That means that people come together very naturally and make and listen to music together while using the same musical language, often without ever having met before. Here there was the work of an Italian composer, printed in Germany, performed in Romania featuring a Croatian pianist. Music is a form of expression where various people can both „talk” at the same time without annoying each other. We also listen together, in music. If politicians would also be musicians, we’d all be much better off, they would be able to listen to each other, find harmony and stimulate each other. Music is a beautiful paradigm. In an orchestra there are people with very different specialisations, they have studied in different places and manners, yet they all play together with synchronicity and harmony.

What treatment would you recommend for those still wary if not downright scared of classical music, often times more out of a prejudice than actual fear or trauma?

First, I’d drop the adjective `contemporary`. I am a classical music composer, that’s it.
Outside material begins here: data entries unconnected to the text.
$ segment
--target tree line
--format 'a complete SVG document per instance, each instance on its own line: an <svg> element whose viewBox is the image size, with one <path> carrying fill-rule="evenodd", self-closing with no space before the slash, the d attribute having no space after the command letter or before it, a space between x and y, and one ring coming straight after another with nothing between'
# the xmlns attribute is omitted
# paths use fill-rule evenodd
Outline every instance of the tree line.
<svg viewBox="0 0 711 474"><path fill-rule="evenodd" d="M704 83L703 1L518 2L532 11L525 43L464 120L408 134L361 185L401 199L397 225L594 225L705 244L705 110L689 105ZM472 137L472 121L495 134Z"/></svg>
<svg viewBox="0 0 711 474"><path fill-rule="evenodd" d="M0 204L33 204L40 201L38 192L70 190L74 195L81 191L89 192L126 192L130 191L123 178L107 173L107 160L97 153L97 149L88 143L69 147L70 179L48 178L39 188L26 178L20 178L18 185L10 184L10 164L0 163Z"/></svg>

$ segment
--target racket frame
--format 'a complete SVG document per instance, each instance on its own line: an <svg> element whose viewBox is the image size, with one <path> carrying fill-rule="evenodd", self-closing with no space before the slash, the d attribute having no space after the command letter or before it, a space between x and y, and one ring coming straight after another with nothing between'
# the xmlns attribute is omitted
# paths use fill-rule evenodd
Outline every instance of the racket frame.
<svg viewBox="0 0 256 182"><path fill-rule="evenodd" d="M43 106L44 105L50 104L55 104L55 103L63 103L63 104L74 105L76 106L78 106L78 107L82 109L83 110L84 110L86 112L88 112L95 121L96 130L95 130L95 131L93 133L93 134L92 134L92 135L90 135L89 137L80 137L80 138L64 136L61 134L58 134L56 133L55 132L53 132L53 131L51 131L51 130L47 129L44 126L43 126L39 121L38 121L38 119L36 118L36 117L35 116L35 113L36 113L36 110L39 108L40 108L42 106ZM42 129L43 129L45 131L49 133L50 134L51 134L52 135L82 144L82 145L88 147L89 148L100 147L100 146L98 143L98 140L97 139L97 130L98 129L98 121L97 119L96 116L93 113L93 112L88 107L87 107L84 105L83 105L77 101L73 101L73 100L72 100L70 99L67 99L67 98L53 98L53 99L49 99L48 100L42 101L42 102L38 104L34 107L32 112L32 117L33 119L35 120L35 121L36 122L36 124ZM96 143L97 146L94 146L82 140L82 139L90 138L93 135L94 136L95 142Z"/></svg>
Mozart too was a “contemporary classical music composer” at his time. Then, there’s something I always do when making the repertoire for concerts: I combine contemporary pieces with ones from the past. That’s how it’s always been done until the 1900s. Creating enclosures or sanctuaries for living composers is not great. Artistic directors just need to become aware of how much new good music there is and have the curiosity and courage to discover it.

For those who haven’t tasted your music yet, which composition would you suggest they start with?

Well, “R – A portrait for piano and orchestra” would be a good one because it has this story behind it which can maybe also stimulate the imagination. You can find on Youtube the beautiful performance of Lilya Zilberstein. My invitation, though, remains mainly that people come to listen to live music performances. Those are the best.